I realise that opposition politicians have to say all things to all persons and jump on any bandgwagon that’s going on, but I must say that I found an interview with Nick Herbert, the shadow Defra secretary, in Farmers Weekly a bit disappointing. It remains to be seen whether the MP for Arundel and South Downs will be Defra secretary in David Cameron’s Conservative government, or even whether Defra will remain in his present form. However, if his thinking is typical of that in the shadow cabinet on agriculture and food matters, it’s a bit worrying. It looks as if we could be lurching back towards productionism.
Perhaps that is not entirely surprising as there has always been quite a close informal relationship between large-scale farmers and the Conservative Party. Unlike smaller farmers (who often vote for the Lib Dems or the Nationalists or even Labour), they are overwhelmingly Conservative voters. Many of them hold office in local Conservative associations.
Herbert thus goes for a badger cull, even though the scientific evidence is contradictory and culling can actually spread Bovine TB by disturbing social groups of badgers. It is also unlikely to win the Conservatives friends among the well-organised badger lobby. I would not rule out culling in any circumstances, and it will be interesting to see whether the proposed policy experiment in Wales goes ahead and, if it does, what its effects are. Herbert is chair of the all-party group on badger TB and one would have hoped that he could have been a bit more cautious before trying to score a few partisan points over Hilary Benn, whatever the latter’s shortcomings.

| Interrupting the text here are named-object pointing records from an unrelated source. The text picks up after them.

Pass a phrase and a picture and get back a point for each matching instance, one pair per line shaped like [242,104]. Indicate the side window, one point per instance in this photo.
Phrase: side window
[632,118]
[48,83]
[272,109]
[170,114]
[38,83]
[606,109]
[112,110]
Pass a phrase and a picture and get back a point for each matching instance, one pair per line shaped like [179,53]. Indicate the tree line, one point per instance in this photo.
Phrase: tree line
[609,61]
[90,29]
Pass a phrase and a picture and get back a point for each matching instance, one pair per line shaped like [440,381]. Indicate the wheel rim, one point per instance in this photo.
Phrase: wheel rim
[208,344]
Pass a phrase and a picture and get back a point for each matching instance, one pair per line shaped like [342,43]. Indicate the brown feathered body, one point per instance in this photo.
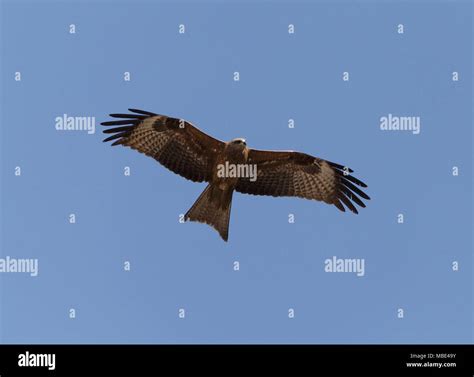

What really concerns me is the following set of statements:
‘We need to re-address the balance of food production. Total self-sufficiency isn’t the right objective, but we do need increased production on the foods we can grow and rear domestically. We are a trading nation with important export markets and, while I’m not a protectionist, it’s madness to import food we could be producing … We should be maximising food production in a sustainable manner.’
Let’s try and deconstruct these statements:
1. Addressing the balance of food production. This is part of the current fashion for re-balancing the economy, but I am far from sure that governments should set targets for the share of the economy undertaken by particular sectors.
2. Autarchy is impossible (good), but we should maximise domestic production. How? At a cost to the taxpayer or to the environment?
3. It’s madness to import food we could be producing. Supposing that food is cheaper and of an equivalent quality or offers a better price/quality mix. The only way to keep that food out of the UK market is through protectionism which is what the CAP does at the moment.
4. How does one maximise food production in a sustainable manner? Of course, there are policies like Integrated Pest Management that need to be pursued, but there is something of a contradiction in this statement.
On the CAP, Herbert says,
‘I would rather make decisions here. There’s too much nonsense coming out of Europe and we need to minimise here.’
Of course, the Conservatives are Eurosceptic, but I have never heard them advocating withdrawal from the CAP (unlike the CFP).
To be fair, there is a possibility of greater co-responsibility in the post-2013 CAP. Member states might be able to vary the level of subsidy provided. The problem with that approach is that it undermines the internal market which is one of the major achievements of the EU. Herbert’s own answer is to have greater scrutiny of regulations in the Commons. There’s nothing wrong in that, but I don’t think it’s the answer.
More thinking needs to be done between now and the election.